I remember when we finally reached a diagnosis. After years of knowing something was just not right, being told not to worry because my children were not CLEARLY autistic, I finally had a diagnosis, a WORD, a NAME that explained their behavior, and so much more. Thankfully, the diagnosis also lead us to OT, SPEECH, group and individual psychotherapy, medication, numerous books, websites, meetings, lectures, support groups and friends. I learned to work with their gifts and to accommodate their deficits. I learned to ameliorate the problems caused by the sensory issues. We have come so far.
About 5 years ago, we took the kids to Disneyworld. It was a nerve-wracking adventure. I knew a bit, had a “special needs” pass for the rides, and prepared the best I could. We managed to have fun despite their issues. Sure, Meredith spent the entire character breakfast UNDER the table, but I got it. I understood why and wasn’t surprised. Neither kid would look at or talk to a “Princess”. No problem. Lily needed to spin a bunch and cry even more. I understood and we went about our business and had fun within the constraints of our abilities.
This Thanksgiving, we went to London and Paris. My children dealt with prolonged air travel, navigating the Metro and the Tube, time change, different foods, different languages and people, different smells and tastes, carrying their own luggage up stairs, not having ready access to internet and electronics, fatigue, and so much more. The amazing thing was that they dealt with it all with very minimal fighting and fussing, with only minor meltdowns. I was struck at how far we have all come. I know with certainty that without our diagnosis of Asperger Syndrome, this would not have been possible. Without the WORD and the NAME that lead to the education that led to the blueprint of the amazing brain that my kids have, we would still be serving the occasional meal under the table. Without that NAME and diagnosis, we wouldnt have the proud identity that is now recognized by so many.
Our teachers currently put up with behavior that is normally not allowed in public school, because they get it too. They look at my tiny Einsteins, and they appreciate the cool kids they get to teach.
So how do I feel about the peeps in charge making Asperger Syndrome disappear with DSM-V? I have to ask why? Why, when we finally have a NAME and a WORD that is recognized by so many, would someone go and delete it? When that NAME that can help so many find and understand the instruction manual that didn’t come with their child, but that has been communally written by so many caring parents, why would you banish the NAME? Why?

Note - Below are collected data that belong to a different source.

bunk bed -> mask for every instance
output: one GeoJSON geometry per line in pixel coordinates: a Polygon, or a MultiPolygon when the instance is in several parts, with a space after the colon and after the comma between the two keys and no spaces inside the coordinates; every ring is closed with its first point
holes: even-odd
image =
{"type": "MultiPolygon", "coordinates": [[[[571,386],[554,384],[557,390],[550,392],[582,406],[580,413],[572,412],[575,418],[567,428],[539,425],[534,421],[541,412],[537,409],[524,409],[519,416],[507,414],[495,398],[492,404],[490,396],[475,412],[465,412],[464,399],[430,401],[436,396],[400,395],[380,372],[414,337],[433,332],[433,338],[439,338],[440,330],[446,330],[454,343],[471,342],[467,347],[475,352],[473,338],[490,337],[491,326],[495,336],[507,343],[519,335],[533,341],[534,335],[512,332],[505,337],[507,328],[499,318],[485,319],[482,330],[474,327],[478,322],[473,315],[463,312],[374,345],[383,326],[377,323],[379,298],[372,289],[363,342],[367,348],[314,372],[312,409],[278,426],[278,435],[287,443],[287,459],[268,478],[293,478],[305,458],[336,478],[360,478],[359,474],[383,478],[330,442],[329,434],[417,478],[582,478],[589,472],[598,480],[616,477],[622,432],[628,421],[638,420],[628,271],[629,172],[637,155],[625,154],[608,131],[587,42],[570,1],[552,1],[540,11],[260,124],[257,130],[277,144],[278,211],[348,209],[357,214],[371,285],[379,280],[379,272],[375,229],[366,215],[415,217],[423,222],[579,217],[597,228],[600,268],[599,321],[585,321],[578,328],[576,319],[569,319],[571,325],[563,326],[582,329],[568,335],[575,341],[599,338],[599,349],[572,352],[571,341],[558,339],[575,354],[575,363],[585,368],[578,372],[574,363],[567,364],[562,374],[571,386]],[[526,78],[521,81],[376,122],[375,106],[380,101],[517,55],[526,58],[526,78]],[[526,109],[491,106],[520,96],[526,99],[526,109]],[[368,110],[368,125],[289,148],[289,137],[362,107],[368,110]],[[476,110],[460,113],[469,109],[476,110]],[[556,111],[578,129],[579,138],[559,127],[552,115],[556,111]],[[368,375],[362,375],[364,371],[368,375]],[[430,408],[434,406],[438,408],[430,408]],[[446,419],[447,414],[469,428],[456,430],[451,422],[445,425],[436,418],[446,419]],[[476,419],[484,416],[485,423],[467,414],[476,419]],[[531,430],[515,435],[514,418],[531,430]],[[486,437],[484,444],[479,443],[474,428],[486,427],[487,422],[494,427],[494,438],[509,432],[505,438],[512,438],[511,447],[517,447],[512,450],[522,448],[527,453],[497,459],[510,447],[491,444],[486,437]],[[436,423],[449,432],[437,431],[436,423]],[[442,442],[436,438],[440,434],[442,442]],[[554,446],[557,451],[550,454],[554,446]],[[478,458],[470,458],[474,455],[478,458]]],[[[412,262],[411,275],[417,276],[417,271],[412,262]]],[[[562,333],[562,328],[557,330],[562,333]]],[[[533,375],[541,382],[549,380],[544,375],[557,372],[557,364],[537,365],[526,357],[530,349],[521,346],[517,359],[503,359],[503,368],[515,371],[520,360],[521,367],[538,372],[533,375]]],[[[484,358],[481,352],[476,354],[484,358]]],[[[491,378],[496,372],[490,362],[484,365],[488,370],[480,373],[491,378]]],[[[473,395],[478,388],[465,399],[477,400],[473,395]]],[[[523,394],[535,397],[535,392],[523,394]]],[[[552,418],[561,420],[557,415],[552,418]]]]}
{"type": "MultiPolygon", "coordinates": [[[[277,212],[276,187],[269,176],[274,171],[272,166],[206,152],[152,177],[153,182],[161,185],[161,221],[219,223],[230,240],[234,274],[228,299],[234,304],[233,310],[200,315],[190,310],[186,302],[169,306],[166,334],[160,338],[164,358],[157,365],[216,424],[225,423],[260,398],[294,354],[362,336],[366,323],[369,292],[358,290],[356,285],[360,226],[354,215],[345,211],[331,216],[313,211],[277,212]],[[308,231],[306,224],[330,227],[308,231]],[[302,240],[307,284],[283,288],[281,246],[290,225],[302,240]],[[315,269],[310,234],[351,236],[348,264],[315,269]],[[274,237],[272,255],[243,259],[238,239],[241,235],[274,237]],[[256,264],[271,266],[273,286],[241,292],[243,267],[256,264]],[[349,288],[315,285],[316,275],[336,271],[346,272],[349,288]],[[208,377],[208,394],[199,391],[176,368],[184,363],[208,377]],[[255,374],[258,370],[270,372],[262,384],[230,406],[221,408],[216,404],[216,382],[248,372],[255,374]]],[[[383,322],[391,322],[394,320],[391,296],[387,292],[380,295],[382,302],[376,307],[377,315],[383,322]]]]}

I have to assume the reason ultimately is money. I won’t get into that discussion tonight. I will only say that obfuscation is not in the best interest of children with Asperger Syndrome. DSM-V is not a new Bible written by the infallible. It is, like all medical guides, written by humans. My fervent hope is that other parents will have the opportunity to help their children the way I did. I hope that parents in 5 or 10 years will have access to the resources that helped me and my family. My prayer is that DSM-V doesn't harm the undiagnosed tiny Aspies of tomorrow.